Even if the court considered Petitioner’s argument as evidence, the court notes "mere recital of mistake, inadvertence, surprise or excusable neglect is not sufficient to warrant relief. Relief on grounds of mistake, inadvertence, surprise or excusable neglect is available only on a showing that the claimant's failure to timely present a claim was reasonable when tested by the objective 'reasonably prudent person' standard." (Department of Water & Power v. Superior Court (2000) 82 Cal. App. 4th 1288, 1293.)

 

“When relief is sought based on mistake, because of the reasonably prudent person standard ‘it is not every mistake that will excuse a default, the determining factor being the reasonableness of the misconception.’ ” (N.G. v. County of San Diego (2020) 59 Cal.App.5th 63, 74 [emphasis in original].)

 

In the absence of any evidence supporting his grounds for mistake, inadvertence, surprise or excusable neglect—the court cannot grant relief.

 

CONCLUSION

 

Based on the foregoing, the petition is DENIED. 

 

IT IS SO ORDERED.

 

April 5, 2023                                                                            ________________________________

                                                                                                                   Hon. Mitchell Beckloff

                                                                                                                   Judge of the Superior Court



[1] All further statutory references are to this code unless otherwise noted.

[2] The City appears to have referenced a proposed amended complaint in error.

[3] Petitioner has attached declarations to the exhibits attached to his petition. Petitioner has not, however, submitted the declarations directly to the court for the purposes of this proceeding. The declarations appear to have been presented to the City in his effort to obtain permission from the City to file a late claim. (See North Beverly Park Homeowners Assn. v.
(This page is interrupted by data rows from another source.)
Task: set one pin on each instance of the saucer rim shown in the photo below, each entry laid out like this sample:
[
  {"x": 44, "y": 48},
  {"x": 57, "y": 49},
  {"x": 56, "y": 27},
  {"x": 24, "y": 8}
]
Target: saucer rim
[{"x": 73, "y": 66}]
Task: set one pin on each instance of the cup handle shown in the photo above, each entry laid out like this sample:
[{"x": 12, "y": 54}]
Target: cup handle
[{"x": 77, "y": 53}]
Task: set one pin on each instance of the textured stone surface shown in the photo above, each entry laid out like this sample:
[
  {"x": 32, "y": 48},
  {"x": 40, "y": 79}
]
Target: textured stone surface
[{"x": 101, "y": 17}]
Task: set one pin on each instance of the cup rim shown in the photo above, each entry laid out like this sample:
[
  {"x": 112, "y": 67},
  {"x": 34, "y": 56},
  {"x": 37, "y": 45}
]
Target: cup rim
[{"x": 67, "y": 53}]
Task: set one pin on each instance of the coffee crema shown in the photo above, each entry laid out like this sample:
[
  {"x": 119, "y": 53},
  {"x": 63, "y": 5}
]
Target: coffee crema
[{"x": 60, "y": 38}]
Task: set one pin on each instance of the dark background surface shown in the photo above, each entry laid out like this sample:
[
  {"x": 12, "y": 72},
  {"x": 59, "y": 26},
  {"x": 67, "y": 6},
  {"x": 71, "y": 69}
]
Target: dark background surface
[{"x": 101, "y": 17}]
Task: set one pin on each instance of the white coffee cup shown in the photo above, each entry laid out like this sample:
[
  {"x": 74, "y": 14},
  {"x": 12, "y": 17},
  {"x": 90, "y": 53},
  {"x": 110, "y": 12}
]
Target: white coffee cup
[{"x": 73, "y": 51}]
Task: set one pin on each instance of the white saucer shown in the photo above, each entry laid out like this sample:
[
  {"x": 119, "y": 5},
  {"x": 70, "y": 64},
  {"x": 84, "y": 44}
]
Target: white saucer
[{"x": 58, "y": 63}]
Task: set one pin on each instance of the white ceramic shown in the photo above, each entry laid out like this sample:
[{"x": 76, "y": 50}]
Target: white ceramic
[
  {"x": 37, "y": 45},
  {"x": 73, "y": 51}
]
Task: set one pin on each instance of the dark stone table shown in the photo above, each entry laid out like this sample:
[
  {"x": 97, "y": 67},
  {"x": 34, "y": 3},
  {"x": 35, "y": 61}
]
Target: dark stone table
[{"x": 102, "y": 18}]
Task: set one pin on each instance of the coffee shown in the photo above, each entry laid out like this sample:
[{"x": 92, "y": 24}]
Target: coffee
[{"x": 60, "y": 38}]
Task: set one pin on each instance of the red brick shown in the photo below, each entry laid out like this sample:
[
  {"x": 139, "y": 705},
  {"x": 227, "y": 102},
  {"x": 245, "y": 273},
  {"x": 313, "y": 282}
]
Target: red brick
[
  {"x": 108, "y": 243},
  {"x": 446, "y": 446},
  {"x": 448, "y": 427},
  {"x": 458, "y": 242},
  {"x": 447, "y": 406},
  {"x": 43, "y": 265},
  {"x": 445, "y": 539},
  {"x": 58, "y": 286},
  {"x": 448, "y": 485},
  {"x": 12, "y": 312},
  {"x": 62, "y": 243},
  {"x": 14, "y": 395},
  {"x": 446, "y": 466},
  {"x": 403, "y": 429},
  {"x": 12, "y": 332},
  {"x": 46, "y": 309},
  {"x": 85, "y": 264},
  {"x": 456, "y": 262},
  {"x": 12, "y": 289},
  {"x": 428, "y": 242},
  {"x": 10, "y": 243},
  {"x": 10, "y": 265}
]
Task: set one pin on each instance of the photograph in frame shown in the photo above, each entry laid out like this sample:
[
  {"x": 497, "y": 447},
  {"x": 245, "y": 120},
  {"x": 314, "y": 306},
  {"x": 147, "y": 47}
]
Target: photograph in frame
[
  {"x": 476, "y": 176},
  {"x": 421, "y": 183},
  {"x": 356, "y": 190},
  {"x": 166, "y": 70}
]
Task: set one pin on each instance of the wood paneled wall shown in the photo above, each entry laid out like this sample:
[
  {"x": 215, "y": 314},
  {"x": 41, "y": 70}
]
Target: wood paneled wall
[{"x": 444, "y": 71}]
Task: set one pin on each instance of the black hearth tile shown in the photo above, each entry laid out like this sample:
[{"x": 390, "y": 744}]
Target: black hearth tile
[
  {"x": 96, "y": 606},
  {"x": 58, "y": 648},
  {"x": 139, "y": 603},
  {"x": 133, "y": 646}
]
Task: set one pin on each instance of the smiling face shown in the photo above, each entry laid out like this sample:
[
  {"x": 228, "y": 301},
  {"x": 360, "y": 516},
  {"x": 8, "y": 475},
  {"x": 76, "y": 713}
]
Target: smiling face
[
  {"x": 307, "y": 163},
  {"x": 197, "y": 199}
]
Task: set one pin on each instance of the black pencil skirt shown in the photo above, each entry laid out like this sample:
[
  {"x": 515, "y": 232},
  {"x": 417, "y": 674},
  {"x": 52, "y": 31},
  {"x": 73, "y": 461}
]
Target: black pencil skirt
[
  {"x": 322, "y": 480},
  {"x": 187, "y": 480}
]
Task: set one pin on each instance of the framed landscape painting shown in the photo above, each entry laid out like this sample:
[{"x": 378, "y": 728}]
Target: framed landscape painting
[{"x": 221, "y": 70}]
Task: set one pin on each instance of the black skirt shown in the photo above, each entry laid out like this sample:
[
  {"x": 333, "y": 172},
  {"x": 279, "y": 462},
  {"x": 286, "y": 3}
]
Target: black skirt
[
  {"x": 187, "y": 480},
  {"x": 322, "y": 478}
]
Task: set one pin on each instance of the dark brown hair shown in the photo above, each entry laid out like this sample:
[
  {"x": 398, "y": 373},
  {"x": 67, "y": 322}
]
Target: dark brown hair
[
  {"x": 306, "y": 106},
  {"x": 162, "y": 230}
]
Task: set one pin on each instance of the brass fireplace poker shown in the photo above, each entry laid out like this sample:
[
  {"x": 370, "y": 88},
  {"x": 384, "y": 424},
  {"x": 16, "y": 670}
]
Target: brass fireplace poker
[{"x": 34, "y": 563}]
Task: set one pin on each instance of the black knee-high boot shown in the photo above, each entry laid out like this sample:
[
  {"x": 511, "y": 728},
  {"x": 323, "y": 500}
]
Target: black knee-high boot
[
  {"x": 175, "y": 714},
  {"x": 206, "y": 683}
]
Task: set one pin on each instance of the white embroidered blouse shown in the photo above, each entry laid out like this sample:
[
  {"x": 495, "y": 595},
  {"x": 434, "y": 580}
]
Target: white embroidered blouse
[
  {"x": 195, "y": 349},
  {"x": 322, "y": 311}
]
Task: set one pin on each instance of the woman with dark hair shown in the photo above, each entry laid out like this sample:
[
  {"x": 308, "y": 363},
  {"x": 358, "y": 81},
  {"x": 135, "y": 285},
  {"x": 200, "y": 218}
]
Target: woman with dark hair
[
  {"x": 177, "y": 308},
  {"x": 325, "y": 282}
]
Bisno (2007) 147 Cal.App.4th 762, 778. [“There is a hearsay exception for the use of declarations in motion practice, but that exception applies to declarations filed in support of motions in the present action, not those filed in other actions.”])

[4] Rodriguez v. County of Los Angeles explained the timeliness of a claim is not within the purview of the superior court in considering a petition for a late claim. (Ibid.) To be clear, the court has not decided herein whether Petitioner timely filed his claim.